24. The combination of claim 17, wherein the glove comprises fingers, thumb, palm, back, and wrist sections.

25. The combination of claim 24, wherein the glove has a layer of oriented nylon on palmar surfaces of the fingers, thumb, palm, and wrist sections.

26. The combination of claim 25, wherein the suit is sealed at wrist sections.

27. The combination of claim 17, the glove further comprising flex points formed at fingers, thumb, palm, and wrist joints.

28. The combination of claim 17, where the suit is selected from the group consisting of a gown having no legs or an outfit having a torso and legs attached to the torso.

29. A glove comprising fingers, thumb, palm, back, and wrist sections, and a lock for attaching the glove to a suit.
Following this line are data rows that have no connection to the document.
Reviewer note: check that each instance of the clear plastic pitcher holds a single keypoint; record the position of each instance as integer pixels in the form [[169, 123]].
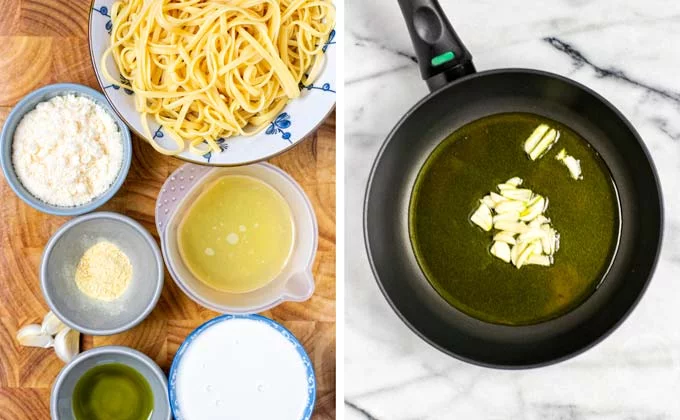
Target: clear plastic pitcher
[[294, 283]]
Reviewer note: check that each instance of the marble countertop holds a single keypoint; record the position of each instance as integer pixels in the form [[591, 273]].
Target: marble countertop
[[628, 51]]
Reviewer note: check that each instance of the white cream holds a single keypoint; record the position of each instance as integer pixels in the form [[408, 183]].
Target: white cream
[[241, 369]]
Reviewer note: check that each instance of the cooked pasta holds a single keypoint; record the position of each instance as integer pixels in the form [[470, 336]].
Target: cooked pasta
[[210, 69]]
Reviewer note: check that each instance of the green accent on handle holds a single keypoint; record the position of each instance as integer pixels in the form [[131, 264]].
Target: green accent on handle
[[443, 58]]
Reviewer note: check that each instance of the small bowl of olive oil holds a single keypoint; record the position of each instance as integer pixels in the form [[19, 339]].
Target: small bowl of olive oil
[[110, 382]]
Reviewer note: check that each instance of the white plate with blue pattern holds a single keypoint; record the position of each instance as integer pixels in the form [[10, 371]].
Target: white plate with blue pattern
[[298, 120], [242, 367]]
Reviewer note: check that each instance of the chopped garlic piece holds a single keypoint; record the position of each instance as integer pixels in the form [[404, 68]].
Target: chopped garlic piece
[[514, 227], [504, 187], [535, 137], [521, 194], [531, 235], [543, 260], [482, 217], [535, 208], [525, 236], [573, 164], [501, 250], [545, 144], [510, 205], [504, 236], [487, 201], [497, 198], [516, 181], [511, 216], [524, 256]]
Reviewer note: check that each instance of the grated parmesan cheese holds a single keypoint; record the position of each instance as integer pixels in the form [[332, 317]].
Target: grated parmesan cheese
[[104, 272], [67, 151]]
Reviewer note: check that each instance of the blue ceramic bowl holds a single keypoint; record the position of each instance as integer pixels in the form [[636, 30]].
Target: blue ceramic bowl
[[28, 103]]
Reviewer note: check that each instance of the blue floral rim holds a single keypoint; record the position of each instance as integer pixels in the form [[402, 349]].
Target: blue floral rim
[[311, 377]]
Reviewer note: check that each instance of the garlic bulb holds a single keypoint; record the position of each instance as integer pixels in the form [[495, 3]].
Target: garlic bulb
[[67, 344], [51, 324], [33, 336]]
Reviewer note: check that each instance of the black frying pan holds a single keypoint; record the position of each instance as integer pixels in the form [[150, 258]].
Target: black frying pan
[[459, 96]]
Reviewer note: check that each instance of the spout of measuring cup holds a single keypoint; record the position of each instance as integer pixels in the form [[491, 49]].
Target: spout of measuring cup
[[300, 286]]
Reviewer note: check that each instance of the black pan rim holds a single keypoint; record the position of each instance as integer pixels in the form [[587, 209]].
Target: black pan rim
[[657, 249]]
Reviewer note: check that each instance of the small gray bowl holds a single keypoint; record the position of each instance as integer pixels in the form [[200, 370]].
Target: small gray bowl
[[60, 259], [28, 103], [61, 406]]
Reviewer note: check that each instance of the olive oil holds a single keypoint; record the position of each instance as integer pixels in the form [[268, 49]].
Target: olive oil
[[454, 253], [112, 391]]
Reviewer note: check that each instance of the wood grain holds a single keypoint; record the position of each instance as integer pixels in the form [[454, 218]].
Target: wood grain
[[45, 41]]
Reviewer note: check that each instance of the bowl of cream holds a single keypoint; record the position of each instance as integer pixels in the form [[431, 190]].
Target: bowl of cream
[[241, 367], [237, 239], [64, 151]]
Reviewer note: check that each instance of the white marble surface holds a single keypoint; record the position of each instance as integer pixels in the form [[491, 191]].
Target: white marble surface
[[629, 51]]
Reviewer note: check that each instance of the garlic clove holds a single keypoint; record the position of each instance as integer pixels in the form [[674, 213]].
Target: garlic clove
[[33, 336], [67, 344], [51, 324]]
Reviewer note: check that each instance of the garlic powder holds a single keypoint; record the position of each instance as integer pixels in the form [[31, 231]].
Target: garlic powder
[[67, 151]]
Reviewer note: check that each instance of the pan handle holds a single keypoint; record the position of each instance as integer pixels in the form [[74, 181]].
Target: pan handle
[[442, 57]]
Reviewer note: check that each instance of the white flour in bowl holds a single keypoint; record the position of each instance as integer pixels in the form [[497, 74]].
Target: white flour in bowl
[[67, 151]]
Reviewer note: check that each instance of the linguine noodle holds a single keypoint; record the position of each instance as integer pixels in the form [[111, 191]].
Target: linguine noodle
[[211, 69]]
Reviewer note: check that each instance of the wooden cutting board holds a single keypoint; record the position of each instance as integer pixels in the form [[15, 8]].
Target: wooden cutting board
[[43, 42]]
30. The glove of claim 29, wherein the lock is a peg lock formed as a compression system for attaching the glove to the suit and for removing the glove and the suit as one unit.

31. The glove of claim 30, wherein the peg lock comprises a seal for snap-fitting in a complementary groove provided in the suit to hold the glove in a sealed relationship with the suit and to prevent outside matter from contacting a user.

32. The glove of claim 30, wherein the peg lock is injection molded.

33. The glove of claim 30, wherein the peg lock is of plastic material.

34. The glove of claim 30, wherein the peg lock is of flexible material.

35. The glove of claim 29, wherein the lock is a taper lock.

36. The glove of claim 35, wherein the taper lock is formed as a collar having plural receivers, and wherein the glove and the gown comprise connectors for inter-fitting in the receivers and for connecting the taper lock to the glove and the suit for removing the glove and the suit as a one- piece unit.

37. The glove of claim 36, wherein the collar is slidably inserted on the glove and the suit for connecting the glove and the suit and for insulating a user against all extraneous matter.

38. The glove of claim 36, wherein the connectors are plastic pieces for connecting to the receivers.

39. The glove of claim 36, wherein the connectors are O-rings.

40. The glove of claim 29, wherein the lock is detachable for allowing the glove to be separated from the suit.

41. The glove of claim 35, wherein the taper lock further comprises a safety lock for securing the glove to the suit.

42. The glove of claim 35, wherein the taper lock is injection molded.

43. The glove of claim 35, wherein the taper lock is of plastic material.

44. The glove of claim 35, wherein the taper lock is of flexible material.

45. The glove of claim 29, further comprising the glove and lock being of oriented material.

46. The glove of claim 45, further comprising coatings on the glove and on the lock.

47. A glove comprising fingers, thumb, palm, back, and wrist sections having flex point design for allowing flexing and ease of movement when the glove is in use.